A German inventor hopes his plan to add print patterns on clothes will prevent businesses from marketing toward people based on their online activities. The new "HyperFace" technology seeks to camouflage computer users by putting patterns on clothes that would make it appear as if they had multiple eyes and mouths, which would confuse facial recognition programs, according to a Guardian report Wednesday.

Companies have been able to learn about individual’s spending habits by developing methods such as facial recognizing through the computer’s camera. "HyperFace" hopes its imitation facial features will cloud the systems from being able to tell which faces were real and subsequently misinterpret the emotional reactions detected towards certain online products.

The product was slated to hit the market in a textile print on Jan. 16, 2017 at the Sundance Film Festival, in Park City, Utah, after being in the works since 2013.

"Since facial-recognition algorithms rely on the identification and spatial relationship of key facial features, like symmetry and tonal contours, one can block detection by creating an anti-face,” the creator of the project, Adam Harvey, said on his website.

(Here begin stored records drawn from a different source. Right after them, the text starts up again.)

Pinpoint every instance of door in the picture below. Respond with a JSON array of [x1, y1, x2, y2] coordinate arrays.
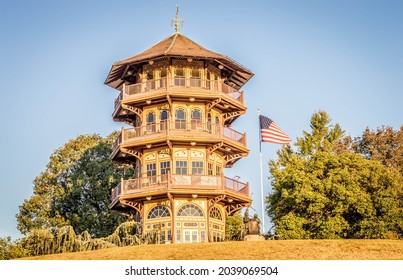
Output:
[[184, 230, 199, 243]]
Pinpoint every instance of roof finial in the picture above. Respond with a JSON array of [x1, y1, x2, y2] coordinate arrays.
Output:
[[171, 5, 184, 33]]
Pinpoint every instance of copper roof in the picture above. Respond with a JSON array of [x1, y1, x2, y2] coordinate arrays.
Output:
[[105, 33, 253, 88]]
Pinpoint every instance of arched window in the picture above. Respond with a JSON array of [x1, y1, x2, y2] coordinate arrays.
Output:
[[207, 112, 212, 132], [160, 68, 168, 88], [210, 206, 222, 221], [147, 205, 171, 219], [178, 204, 204, 217], [160, 110, 169, 130], [190, 68, 201, 87], [175, 109, 186, 129], [146, 70, 155, 91], [214, 116, 221, 133], [174, 67, 185, 87], [146, 112, 155, 132], [190, 109, 202, 129]]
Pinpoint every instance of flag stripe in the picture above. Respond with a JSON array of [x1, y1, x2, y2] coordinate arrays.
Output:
[[260, 116, 291, 144]]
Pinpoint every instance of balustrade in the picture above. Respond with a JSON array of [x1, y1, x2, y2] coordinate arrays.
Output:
[[115, 77, 244, 105], [112, 174, 249, 201]]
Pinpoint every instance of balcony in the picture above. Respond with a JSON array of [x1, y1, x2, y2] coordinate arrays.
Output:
[[112, 174, 250, 203], [112, 121, 247, 154], [115, 77, 244, 111]]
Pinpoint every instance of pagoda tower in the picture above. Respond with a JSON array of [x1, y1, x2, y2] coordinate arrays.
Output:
[[105, 12, 253, 243]]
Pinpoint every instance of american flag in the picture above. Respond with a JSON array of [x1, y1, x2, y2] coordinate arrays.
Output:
[[259, 115, 291, 144]]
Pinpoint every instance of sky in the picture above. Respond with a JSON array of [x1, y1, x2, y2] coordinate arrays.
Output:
[[0, 0, 403, 241]]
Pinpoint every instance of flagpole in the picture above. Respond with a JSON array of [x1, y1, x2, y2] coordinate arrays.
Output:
[[257, 109, 265, 234]]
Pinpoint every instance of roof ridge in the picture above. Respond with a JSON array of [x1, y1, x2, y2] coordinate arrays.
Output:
[[164, 32, 179, 55]]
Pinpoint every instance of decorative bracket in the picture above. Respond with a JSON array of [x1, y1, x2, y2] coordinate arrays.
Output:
[[120, 147, 143, 161], [206, 97, 221, 113], [119, 199, 144, 218], [208, 194, 226, 210], [224, 153, 246, 167], [122, 103, 143, 120], [206, 142, 224, 158], [224, 203, 250, 217], [223, 111, 245, 121]]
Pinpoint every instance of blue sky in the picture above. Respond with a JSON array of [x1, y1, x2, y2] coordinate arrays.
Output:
[[0, 0, 403, 238]]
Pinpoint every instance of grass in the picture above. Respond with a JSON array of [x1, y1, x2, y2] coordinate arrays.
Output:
[[25, 240, 403, 260]]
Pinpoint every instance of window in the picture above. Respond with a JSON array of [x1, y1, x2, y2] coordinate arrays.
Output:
[[160, 68, 168, 88], [174, 67, 185, 87], [147, 163, 157, 183], [192, 161, 204, 175], [178, 204, 204, 217], [210, 206, 222, 221], [200, 230, 206, 242], [146, 71, 155, 91], [160, 110, 168, 131], [191, 109, 202, 129], [146, 112, 155, 132], [160, 161, 171, 182], [207, 113, 211, 132], [147, 205, 171, 219], [175, 160, 188, 174], [190, 69, 201, 87], [175, 109, 186, 129], [207, 162, 214, 175], [215, 165, 222, 176]]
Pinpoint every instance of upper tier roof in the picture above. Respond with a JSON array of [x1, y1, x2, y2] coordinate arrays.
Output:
[[105, 33, 253, 89]]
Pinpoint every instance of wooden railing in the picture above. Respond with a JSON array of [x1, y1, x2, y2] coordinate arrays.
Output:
[[112, 174, 249, 201], [115, 77, 244, 105], [112, 121, 246, 151]]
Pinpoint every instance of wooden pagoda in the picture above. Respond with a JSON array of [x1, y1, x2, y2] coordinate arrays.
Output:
[[105, 14, 253, 243]]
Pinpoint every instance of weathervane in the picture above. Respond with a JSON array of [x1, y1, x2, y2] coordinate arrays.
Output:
[[171, 5, 184, 33]]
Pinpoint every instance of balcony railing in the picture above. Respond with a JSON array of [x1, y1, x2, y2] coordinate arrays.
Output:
[[115, 77, 244, 105], [112, 174, 249, 201], [112, 121, 246, 151]]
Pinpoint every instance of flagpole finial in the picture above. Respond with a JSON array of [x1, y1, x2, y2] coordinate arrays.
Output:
[[171, 4, 184, 33]]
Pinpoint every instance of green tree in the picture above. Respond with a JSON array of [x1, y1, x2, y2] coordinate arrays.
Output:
[[267, 112, 403, 239], [225, 211, 246, 241], [16, 133, 131, 237], [353, 126, 403, 173], [0, 236, 28, 260]]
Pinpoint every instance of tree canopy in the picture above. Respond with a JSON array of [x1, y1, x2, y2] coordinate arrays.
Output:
[[267, 111, 403, 238], [16, 133, 130, 237]]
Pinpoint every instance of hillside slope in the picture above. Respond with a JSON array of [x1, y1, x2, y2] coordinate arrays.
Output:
[[22, 240, 403, 260]]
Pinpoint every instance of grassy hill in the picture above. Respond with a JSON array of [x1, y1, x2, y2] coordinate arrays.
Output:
[[22, 240, 403, 260]]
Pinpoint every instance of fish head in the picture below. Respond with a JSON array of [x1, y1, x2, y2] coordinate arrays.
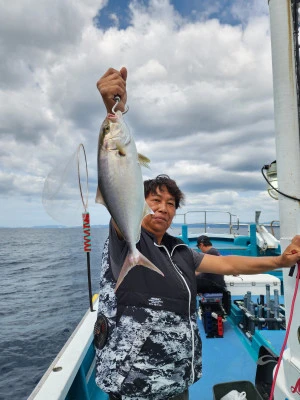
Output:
[[99, 111, 130, 151]]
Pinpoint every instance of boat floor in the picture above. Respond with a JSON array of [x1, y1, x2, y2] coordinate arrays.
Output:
[[189, 319, 256, 400], [93, 310, 262, 400]]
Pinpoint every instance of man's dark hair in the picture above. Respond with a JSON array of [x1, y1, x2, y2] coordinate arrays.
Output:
[[144, 175, 184, 209]]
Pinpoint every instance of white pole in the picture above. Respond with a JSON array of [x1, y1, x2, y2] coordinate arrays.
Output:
[[269, 0, 300, 400]]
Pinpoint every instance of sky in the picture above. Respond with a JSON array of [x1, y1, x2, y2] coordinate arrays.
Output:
[[0, 0, 279, 227]]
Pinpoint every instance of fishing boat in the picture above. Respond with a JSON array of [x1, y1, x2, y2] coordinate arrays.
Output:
[[29, 0, 300, 400]]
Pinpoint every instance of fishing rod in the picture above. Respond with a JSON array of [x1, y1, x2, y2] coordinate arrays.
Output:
[[77, 143, 95, 312]]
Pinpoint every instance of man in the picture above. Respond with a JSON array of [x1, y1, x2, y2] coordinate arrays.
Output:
[[196, 235, 226, 293], [96, 68, 300, 400], [197, 235, 221, 256]]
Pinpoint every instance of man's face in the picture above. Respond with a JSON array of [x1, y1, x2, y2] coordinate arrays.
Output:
[[142, 186, 176, 238]]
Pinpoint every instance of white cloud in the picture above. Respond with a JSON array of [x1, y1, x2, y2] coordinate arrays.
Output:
[[0, 0, 278, 225]]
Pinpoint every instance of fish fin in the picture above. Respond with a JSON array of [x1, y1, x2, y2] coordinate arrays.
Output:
[[138, 153, 150, 169], [115, 250, 165, 292], [95, 186, 106, 207]]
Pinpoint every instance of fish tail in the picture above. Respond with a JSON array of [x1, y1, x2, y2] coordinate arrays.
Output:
[[115, 249, 164, 292]]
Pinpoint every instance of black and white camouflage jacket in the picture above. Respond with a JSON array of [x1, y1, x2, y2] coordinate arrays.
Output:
[[96, 227, 203, 400]]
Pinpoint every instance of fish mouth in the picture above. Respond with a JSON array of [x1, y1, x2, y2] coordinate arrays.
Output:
[[152, 217, 168, 222]]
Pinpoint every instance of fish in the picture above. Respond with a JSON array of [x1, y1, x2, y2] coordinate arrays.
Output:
[[96, 110, 164, 292]]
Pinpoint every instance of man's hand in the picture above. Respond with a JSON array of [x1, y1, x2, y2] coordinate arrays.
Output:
[[277, 235, 300, 268], [97, 67, 127, 113]]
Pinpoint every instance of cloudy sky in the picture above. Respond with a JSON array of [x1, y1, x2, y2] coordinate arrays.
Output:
[[0, 0, 278, 227]]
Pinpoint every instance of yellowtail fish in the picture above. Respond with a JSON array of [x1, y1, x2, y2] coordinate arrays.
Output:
[[96, 111, 163, 291]]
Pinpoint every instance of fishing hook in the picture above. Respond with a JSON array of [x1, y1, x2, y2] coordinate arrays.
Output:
[[111, 95, 129, 114]]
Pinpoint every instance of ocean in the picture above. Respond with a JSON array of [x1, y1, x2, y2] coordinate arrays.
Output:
[[0, 226, 278, 400], [0, 227, 108, 400]]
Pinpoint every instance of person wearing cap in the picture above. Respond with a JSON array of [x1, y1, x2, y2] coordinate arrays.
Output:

Harvey, a Berlin-based artist and entrepreneur, said in addition to the product being able to be worn to “divert the gaze of the computer vision algorithm,” it can also be used as a blanket to mask someone’s location.

“It can be used to modify the environment around you, whether it’s someone next to you, whether you’re wearing it, maybe around your head or in a new way,” Harvey, said while addressing the Chaos Communications Congress hacking conference in Hamburg, Germany on Dec. 12, 2016.

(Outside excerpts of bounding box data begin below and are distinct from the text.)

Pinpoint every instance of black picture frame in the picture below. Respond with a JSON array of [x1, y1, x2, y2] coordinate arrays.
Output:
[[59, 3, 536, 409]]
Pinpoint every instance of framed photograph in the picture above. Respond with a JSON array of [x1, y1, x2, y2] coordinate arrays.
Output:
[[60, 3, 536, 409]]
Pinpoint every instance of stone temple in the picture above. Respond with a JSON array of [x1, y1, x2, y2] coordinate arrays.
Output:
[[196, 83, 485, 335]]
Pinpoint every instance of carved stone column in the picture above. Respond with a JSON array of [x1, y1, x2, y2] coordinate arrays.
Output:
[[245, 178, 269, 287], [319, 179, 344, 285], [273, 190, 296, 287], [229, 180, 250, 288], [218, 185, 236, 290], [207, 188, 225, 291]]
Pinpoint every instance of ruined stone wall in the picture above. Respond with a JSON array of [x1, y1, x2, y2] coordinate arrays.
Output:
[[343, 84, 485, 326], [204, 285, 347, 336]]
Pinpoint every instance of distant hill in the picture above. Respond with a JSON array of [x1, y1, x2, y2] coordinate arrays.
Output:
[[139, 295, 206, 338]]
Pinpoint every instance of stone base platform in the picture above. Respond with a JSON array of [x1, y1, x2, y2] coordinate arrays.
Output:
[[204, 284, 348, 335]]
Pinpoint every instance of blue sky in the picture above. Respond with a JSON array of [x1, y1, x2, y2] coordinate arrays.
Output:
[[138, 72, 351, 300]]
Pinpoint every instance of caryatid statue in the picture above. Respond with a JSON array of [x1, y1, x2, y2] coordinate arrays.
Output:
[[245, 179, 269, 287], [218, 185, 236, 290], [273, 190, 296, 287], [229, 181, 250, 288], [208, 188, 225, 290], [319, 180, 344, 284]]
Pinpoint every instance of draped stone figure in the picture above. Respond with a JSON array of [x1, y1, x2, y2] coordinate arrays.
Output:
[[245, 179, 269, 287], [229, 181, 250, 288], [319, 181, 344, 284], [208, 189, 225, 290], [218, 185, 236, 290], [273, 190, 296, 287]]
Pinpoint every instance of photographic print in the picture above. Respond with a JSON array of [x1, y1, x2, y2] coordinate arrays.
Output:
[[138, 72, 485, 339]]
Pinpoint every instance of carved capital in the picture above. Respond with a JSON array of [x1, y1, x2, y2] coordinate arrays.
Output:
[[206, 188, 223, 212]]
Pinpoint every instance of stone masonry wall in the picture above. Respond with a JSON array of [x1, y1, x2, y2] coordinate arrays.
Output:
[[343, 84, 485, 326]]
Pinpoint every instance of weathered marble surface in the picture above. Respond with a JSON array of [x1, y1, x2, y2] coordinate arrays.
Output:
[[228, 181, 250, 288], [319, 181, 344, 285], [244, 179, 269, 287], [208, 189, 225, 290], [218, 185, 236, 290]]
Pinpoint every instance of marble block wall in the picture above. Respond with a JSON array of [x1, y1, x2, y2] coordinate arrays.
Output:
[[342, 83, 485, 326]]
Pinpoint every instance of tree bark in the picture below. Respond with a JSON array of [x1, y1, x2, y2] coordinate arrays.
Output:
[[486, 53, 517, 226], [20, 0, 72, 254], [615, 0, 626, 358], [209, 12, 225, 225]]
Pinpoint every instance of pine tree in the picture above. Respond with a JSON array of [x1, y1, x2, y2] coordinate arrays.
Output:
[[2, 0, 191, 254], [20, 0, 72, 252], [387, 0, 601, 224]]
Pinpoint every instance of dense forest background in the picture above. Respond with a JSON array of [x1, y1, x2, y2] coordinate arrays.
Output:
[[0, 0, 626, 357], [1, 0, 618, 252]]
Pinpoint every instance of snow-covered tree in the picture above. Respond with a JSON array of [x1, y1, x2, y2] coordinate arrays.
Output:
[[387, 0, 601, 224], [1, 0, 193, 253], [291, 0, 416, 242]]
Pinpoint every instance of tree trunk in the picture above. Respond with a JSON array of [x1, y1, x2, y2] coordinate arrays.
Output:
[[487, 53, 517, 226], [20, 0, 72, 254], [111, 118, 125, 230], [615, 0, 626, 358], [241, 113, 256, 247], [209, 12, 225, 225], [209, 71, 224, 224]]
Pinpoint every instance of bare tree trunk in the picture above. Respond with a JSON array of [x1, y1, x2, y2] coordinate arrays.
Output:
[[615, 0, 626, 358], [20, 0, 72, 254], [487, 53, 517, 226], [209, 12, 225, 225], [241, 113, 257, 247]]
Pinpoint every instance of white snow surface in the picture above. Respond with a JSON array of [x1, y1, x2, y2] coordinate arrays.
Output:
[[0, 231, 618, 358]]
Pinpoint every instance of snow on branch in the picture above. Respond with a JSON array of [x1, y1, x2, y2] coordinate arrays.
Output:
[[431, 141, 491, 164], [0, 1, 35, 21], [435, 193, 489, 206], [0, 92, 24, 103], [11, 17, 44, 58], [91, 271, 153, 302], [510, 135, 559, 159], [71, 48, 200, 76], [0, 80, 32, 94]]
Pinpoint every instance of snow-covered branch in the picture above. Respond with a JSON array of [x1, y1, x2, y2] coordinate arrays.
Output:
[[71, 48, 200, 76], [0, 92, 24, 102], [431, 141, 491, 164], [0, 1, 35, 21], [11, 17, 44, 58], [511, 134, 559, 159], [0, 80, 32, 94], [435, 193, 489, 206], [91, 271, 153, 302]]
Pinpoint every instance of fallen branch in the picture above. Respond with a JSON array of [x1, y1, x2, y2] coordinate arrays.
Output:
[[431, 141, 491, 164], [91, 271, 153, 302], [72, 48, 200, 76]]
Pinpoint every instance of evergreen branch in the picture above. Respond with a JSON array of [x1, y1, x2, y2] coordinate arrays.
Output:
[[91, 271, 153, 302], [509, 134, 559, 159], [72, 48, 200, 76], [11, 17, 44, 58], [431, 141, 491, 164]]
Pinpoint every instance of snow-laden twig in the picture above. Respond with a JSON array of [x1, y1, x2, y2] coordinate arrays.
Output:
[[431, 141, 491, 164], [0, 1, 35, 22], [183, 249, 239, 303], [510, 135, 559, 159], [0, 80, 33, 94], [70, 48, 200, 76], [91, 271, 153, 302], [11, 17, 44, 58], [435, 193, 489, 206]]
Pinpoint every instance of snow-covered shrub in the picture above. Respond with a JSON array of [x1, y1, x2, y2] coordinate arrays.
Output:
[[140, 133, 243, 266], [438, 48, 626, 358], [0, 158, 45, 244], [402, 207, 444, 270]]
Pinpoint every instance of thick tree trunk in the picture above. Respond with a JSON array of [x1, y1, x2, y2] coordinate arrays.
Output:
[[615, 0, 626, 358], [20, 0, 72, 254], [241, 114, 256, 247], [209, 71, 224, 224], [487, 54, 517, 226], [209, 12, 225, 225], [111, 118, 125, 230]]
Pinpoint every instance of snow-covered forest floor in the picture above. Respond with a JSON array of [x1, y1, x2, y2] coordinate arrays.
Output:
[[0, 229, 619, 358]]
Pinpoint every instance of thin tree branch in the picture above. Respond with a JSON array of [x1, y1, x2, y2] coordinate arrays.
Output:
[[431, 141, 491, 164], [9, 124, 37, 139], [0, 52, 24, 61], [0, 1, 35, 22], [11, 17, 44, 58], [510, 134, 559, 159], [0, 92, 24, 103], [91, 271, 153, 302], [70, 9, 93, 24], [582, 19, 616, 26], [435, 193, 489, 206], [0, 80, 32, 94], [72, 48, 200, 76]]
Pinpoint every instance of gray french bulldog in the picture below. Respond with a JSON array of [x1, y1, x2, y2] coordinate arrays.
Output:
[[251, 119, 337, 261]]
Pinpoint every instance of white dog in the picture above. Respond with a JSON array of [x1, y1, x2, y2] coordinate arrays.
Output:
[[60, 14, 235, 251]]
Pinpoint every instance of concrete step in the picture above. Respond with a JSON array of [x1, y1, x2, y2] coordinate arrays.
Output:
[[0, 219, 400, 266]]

Amazon scans people’s faces at its checkout-less grocery store in Britain. And without people’s permission, Facebook searches pictures of its users in order to add tags about their locations. Facebook has been accused of selling the information from its users’ tagged photos to advertisers, which is not illegal in the United States. Google’s cloud-based photo service also uses facial recognition technology.

Facebook was able to recognize its user’s faces with a 97.35 percent accuracy rate by using the services of a company called Deepface, according to a Bloomberg Technology article on Oct. 26, 2015. Humans were supposedly able to identify people by their faces with an accuracy rate of 97.5 percent.

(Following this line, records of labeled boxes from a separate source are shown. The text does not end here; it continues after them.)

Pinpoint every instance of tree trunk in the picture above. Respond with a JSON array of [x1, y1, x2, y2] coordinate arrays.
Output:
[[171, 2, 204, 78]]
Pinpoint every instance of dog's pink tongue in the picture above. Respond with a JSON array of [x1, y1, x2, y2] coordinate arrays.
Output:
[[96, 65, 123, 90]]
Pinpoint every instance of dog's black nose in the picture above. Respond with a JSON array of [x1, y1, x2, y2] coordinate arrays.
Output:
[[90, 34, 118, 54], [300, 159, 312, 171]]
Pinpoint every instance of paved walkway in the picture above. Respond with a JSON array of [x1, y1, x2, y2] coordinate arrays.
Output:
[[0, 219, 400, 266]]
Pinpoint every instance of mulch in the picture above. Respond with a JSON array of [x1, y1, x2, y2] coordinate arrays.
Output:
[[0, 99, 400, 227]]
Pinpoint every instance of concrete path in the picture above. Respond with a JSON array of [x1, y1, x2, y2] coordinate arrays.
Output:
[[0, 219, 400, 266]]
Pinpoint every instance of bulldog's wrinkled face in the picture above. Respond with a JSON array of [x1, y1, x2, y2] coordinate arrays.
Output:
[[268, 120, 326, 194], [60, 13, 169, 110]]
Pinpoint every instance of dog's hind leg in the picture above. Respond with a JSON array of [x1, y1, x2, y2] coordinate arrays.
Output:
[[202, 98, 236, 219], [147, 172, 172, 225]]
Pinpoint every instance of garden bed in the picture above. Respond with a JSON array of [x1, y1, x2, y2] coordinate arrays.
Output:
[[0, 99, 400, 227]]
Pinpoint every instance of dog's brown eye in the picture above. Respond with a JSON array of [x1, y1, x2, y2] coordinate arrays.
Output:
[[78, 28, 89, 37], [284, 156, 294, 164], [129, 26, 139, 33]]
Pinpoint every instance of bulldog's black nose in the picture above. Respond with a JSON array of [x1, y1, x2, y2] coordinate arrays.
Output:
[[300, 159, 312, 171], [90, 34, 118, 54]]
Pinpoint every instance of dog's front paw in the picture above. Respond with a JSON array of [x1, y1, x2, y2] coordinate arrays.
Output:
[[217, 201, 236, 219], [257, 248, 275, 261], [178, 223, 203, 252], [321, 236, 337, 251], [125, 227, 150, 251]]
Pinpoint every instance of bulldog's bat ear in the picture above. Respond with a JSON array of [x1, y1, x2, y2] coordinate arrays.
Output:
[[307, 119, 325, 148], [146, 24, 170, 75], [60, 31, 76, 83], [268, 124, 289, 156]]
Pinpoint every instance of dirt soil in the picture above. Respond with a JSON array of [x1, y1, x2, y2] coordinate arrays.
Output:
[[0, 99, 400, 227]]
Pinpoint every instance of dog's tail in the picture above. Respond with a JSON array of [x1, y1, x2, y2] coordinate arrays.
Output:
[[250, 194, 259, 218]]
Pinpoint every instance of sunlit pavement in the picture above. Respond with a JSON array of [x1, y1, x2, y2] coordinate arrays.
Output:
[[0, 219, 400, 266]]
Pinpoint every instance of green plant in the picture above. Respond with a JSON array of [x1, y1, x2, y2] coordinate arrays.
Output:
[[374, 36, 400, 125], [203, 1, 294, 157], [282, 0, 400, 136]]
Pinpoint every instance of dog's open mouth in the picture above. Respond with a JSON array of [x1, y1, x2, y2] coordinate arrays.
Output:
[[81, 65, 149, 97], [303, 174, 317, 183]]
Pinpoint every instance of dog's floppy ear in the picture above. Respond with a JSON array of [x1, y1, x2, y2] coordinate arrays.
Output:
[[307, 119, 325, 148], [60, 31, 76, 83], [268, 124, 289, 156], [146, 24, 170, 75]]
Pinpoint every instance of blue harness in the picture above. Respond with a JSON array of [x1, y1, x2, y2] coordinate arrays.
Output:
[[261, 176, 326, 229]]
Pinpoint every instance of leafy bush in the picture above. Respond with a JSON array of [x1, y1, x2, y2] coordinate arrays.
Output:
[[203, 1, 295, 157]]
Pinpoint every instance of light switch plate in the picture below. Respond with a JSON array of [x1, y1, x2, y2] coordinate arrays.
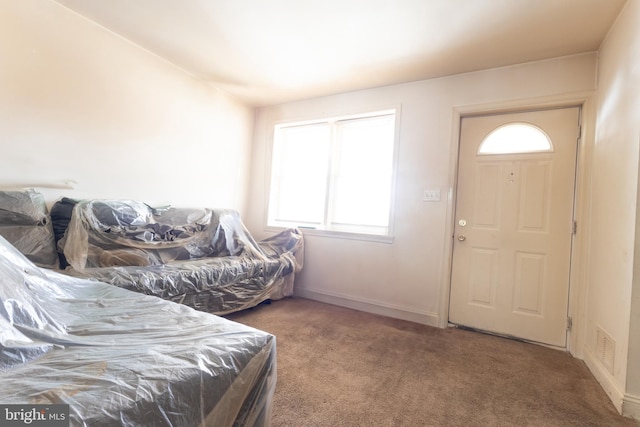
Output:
[[422, 189, 440, 202]]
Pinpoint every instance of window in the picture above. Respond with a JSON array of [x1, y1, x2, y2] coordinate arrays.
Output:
[[267, 110, 396, 236], [478, 123, 553, 154]]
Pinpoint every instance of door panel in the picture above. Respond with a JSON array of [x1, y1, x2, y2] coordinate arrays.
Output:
[[449, 107, 580, 347]]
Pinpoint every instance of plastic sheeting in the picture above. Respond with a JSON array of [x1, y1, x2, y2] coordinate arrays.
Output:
[[0, 190, 59, 268], [62, 200, 304, 314], [0, 237, 276, 427]]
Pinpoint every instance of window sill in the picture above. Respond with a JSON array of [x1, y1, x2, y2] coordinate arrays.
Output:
[[264, 225, 393, 243]]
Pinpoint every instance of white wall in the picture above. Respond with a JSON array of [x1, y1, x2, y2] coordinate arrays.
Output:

Harvey said in researching his new technology, he found that there were up to 47 different emotional reactions that companies were able to discover about consumers from a 100 by 100-pixel facial image, which is just 2.5 percent of the size of most Instagram photos. For example, he said researchers from Jiao Tong University in Shanghai claim to be able to predict criminal activity from the shape of people’s lips or the distance between their eyes.

“The real criminal, in these cases, are people who are perpetrating this idea, not the people who are being looked at," said Harvey.